Friday, February 13, 2015
The Color of Conversation
My wife does a lot of volunteer work. One of the organizations she works with supports and promotes Performing Arts for young folks in the area. It’s a good program and a lot of kids participate. Every year they have an art contest. Awards are given for the best work in various categories and by grade level. This year the organization decided to kick it up a notch and brought in judges from university art departments in the area. Last week we were guests at a private dinner for some of the judges and their friends from the North Texas art scene. A dozen of us sat at a long table and talked about a variety of subjects. It was a eclectic group to say the least. Certainly more artsy and politically liberal than most people I interact with on a daily basis. Frankly, I enjoyed it immensely.
One of the guests was an older African American gentleman. When I say older, I mean almost my age. He was originally from a small town in the area, but had gone on to do big things with his life. His family was still here and he was now spending more time “back home”, living mostly out in the country on a small farm he purchased some years ago. As these things tend to go, people shared what they wanted to share about their lives. And if they pay attention to one another and display genuine interest, their guards come down and the subject matter becomes more serious. Things they do not usually talk about, at least not deeply, get talked about. So we ended up discussing politics, education, poverty, religion, sex and even race.
My new friend held very strong opinions as to why we are where we are racially in this country. He believes that racism is alive and well thanks to white greed, white programs and white religion. I oversimplify, but this truly is the bottom-line of his report. And there is a lot of truth in what he says. The enslavement of black Africans was largely about economics. Racism became a key ingredient in rationalizing the "peculiar" institution of slavery. But make no mistake about it, if the Africans had not been so productive working in the tobacco, sugar and cotton fields; America would look much different today. Who knows? We might still be a British colony or a collection of Indian nations.
And the “white programs” of welfare in the 60’s and forced integration in the 70’s have given us ghettos filled with generations of people who only know survival within “the system” and see no way out of “the system”. Increasingly, black “haves” lead very different lives from the black “have-nots”. Many of those who escaped the welfare trap, or whose families never fell into that trap, have a legitimate shot at the American dream. They still face challenges because of race, no question. Being black in America isn’t easy. But, being black and poor and trapped in “the system” is something else all together.
Then there is “white religion”. The religion that my friend alleges initiated, promoted and prolonged the enslavement of his ancestors. The record is there. It happened. Sermons were preached. Scriptures were read into the Congressional record. Many Christians claimed that slavery was part of God’s design for order in the universe and that blacks were destined to inferiority because Ham saw his father Noah’s nakedness. (Genesis 9: 18-29; After building an Ark and weathering a global flood, Noah gets drunk and then gets naked. Haven’t we all? Ham sees him with no clothes on and is cursed. So some claim that Blacks descended from Ham and are, therefore, inferior. Makes perfect sense…right?).

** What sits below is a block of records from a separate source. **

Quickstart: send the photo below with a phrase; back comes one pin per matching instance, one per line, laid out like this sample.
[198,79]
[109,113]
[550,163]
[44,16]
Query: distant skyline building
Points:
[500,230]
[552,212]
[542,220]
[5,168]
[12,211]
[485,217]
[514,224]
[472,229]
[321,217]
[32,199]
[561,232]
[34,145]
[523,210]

So my friend concludes that Christianity has blood on its hands when it comes to the circumstances in which so many black people find themselves in 21st Century America. I get it, I really do. But, I can only listen to so much. The “rest of the story” is out there and I had to say something. The rest of the story is that true Christians ultimately stepped up and were the driving force behind the abolition of slavery. First in Europe and later in the United States. Christians may have played a key role in supporting the institution of slavery in this country. But, given the economics of slavery, it would have happened with or without the endorsement of some Christian groups. The abolishment of slavery, on the other hand, would not have happened without Christians leading the cause.
As I laid out my case for the positive role Christianity played in the abolishment of slavery and in the civil rights movement, my friend conceded those points and nodded in agreement. He then proceeded to tell me that as a young boy he saw a cross burning. This was in the Sixties here in North Texas. His father got a call late one night from a friend. He loaded up the kids and drove over to the friend’s house and there in the front yard a cross was burning, the light of the fire reflecting a second cross in the home’s front window. Down the street, white men were sitting on parked cars, sipping beer, holding torches still aflame. The family in that house piled into his father’s car. He still doesn’t know how they got so many people into that car. They drove away and that was that. No story, no police report, just another sad episode in the history of race relations in this nation.
At the end of the evening, we all hugged and thanked each other for the wonderful conversation and fellowship. We did not see eye-to-eye on every issue, but we did look each other in the eye and listened. It’s not hard to understand why whites and blacks see race differently. It’s just hard to understand why we don’t talk about it more often and more honestly.